Pedir perdón
Si uno juzgara los actos de los gobernantes, de los altos funcionarios y de los políticos en general, únicamente por las palabras que emiten, llegaría a la conclusión de que no se equivocan nunca. El mundo podrá mudar de sentido en formas radicales y exigirles que digan, hoy, lo contrario de lo que afirmaron antier, pero ellos son infalibles y no ha de esperarse, en consecuencia, que sus labios pronuncien la expresión “me equivoqué”. Y si no pueden decir ni eso, más incapaces son de articular el vocablo “perdón”.
Allá ellos: o no lo necesitan, porque tienen quebrados los tubos que conectan la lengua con la conciencia, o bien se pierden de las delicias del remordimiento sanado.
Estamos a la vista de un iceberg: con los expedientes de los mandamases y mandamientos pillados en pleno delito se podría llenar, por ejemplo, el monumento al analfabetismo moral llamado Biblioteca José Vasconcelos; pero con las certezas no procesadas de las raterías que se cometen durante un año en las oficinas públicas se podría empedrar una autopista de seis carriles que comunicara a América con Europa por la parte más ancha del Atlántico. En contraste, las disculpas emitidas por aquellos integrantes de la clase política que cometen delitos, irregularidades administrativas, incorrecciones éticas o llanas estupideces, son perlas raras, por no decir inexistentes. Por más que uno se exprima la memoria debe remontarse hasta aquel lejano (y demagógico) perdón solicitado a los pobres del país por López Portillo, durante su informe de 1982. Si se considera la tranquilizadora ausencia de disculpas, debe pensarse que en los 26 años transcurridos desde entonces, los pobres han desaparecido, o bien que nadie en el gobierno ha vuelto a agraviarlos.

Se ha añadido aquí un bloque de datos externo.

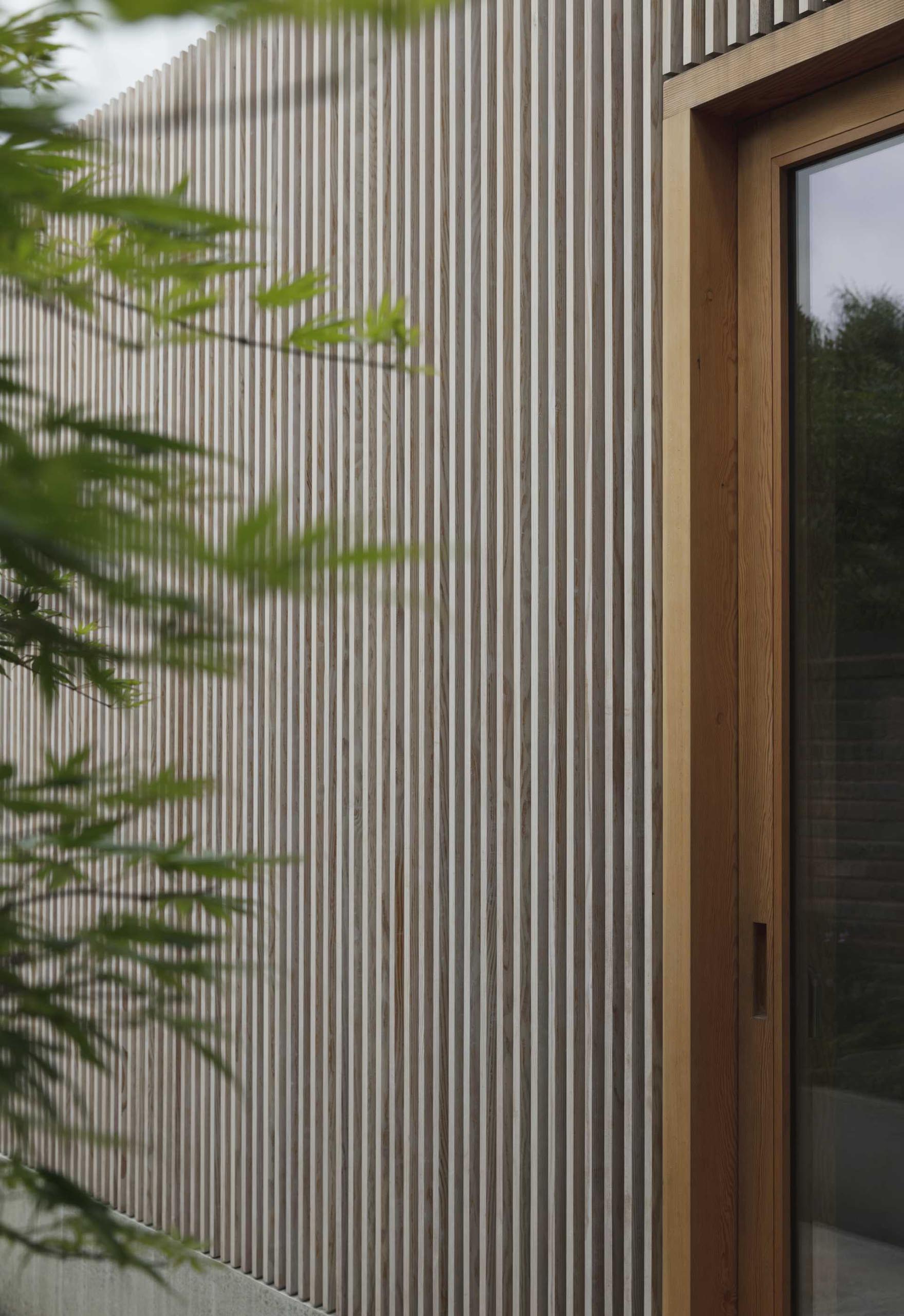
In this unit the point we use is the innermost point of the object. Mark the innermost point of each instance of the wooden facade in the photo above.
(450, 1054)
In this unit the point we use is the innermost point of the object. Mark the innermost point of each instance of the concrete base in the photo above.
(39, 1287)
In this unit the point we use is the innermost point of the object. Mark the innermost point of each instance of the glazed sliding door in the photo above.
(821, 704)
(846, 773)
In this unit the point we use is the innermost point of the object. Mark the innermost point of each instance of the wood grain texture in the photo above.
(449, 1043)
(700, 732)
(840, 41)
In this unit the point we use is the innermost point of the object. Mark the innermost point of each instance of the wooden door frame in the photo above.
(726, 1159)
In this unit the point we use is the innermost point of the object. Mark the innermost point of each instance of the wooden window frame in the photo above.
(727, 1204)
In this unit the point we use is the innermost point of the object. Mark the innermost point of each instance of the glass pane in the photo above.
(848, 732)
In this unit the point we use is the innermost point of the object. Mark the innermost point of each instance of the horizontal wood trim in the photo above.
(839, 43)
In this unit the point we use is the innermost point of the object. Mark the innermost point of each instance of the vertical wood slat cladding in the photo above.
(449, 1051)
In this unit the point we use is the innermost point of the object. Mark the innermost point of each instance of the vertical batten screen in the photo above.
(449, 1052)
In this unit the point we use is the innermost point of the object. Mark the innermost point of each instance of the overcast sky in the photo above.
(116, 56)
(856, 208)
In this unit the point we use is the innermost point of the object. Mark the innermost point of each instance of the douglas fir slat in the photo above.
(448, 1026)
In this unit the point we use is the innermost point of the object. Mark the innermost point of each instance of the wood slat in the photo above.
(448, 1043)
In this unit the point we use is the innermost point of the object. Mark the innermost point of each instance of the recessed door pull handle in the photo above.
(761, 977)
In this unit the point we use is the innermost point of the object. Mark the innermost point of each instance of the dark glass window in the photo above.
(848, 731)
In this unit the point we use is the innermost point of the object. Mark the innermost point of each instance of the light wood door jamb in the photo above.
(727, 1182)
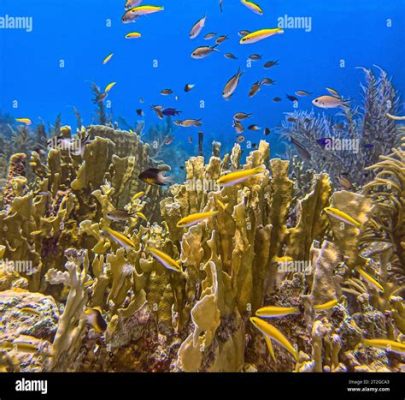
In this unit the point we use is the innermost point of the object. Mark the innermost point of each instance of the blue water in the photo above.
(76, 31)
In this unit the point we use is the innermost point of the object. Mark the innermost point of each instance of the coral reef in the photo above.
(344, 145)
(153, 295)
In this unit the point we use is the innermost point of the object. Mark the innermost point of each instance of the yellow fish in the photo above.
(370, 279)
(270, 347)
(135, 12)
(342, 216)
(108, 58)
(109, 87)
(195, 219)
(164, 259)
(239, 176)
(275, 312)
(326, 306)
(119, 238)
(252, 7)
(25, 121)
(133, 35)
(386, 344)
(137, 196)
(261, 34)
(273, 333)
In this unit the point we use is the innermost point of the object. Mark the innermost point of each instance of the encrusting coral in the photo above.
(336, 258)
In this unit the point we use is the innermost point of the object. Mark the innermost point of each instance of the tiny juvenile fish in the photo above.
(25, 121)
(135, 12)
(333, 92)
(291, 98)
(370, 279)
(195, 219)
(255, 89)
(342, 216)
(210, 36)
(119, 238)
(237, 177)
(230, 56)
(154, 176)
(329, 102)
(259, 35)
(197, 28)
(95, 319)
(133, 35)
(231, 85)
(240, 116)
(203, 51)
(275, 312)
(267, 82)
(273, 333)
(395, 117)
(252, 7)
(108, 58)
(243, 32)
(166, 92)
(189, 87)
(132, 3)
(326, 306)
(109, 87)
(271, 63)
(119, 215)
(386, 344)
(187, 123)
(221, 39)
(254, 127)
(302, 93)
(238, 127)
(164, 259)
(255, 57)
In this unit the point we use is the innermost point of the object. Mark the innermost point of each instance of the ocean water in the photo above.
(48, 68)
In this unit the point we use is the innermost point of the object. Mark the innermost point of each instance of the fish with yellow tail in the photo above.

Una tercera posibilidad es que el manual de hacer política prohíba, en sus mandamientos fundamentales, pedir perdón a los gobernados y representados: eso significa ceder espacios al enemigo, deteriorar la imagen propia. Un político nunca comete errores, no es mezquino jamás, debe ser tan inimputable como un jefe de Estado, como un Papa o como un deficiente mental.
En esta lógica, fue extraño escuchar hace unos días a Rafael Correa, presidente de Ecuador, quien, en presencia de familiares de los cuatro jóvenes mexicanos asesinados en suelo ecuatoriano por los soldados de Álvaro Uribe, expresó su “preocupación al preguntarme si no hubiéramos podido hacer algo más para conservar la vida de sus hijos”. Mal político ha de ser ese Correa, que ventila en público sus conflictos morales. Más vale tomar como ejemplo a su homólogo mexicano, quien considera que su actuar es correcto, “haiga sido como haiga sido”, o a los seis ministros de la Suprema Corte de Justicia de la Nación que, sin experimentar culpas posteriores, exoneran de toda responsabilidad legal a un gobernador que protege pederastas y conspira para violar derechos humanos.
La ausencia de todo rastro de autocrítica en la clase política nacional no es, pues, arrogancia, sino eficiencia. Los problemas se desvanecen en el momento en que las responsabilidades se declaran inexistentes: no puede haber corrupción si no hay corruptos, no hay robo sin ladrón, no hay homicidio sin asesino.
Pensándolo bien, de qué serviría pedir perdón, si estamos en el mejor de los mundos posibles.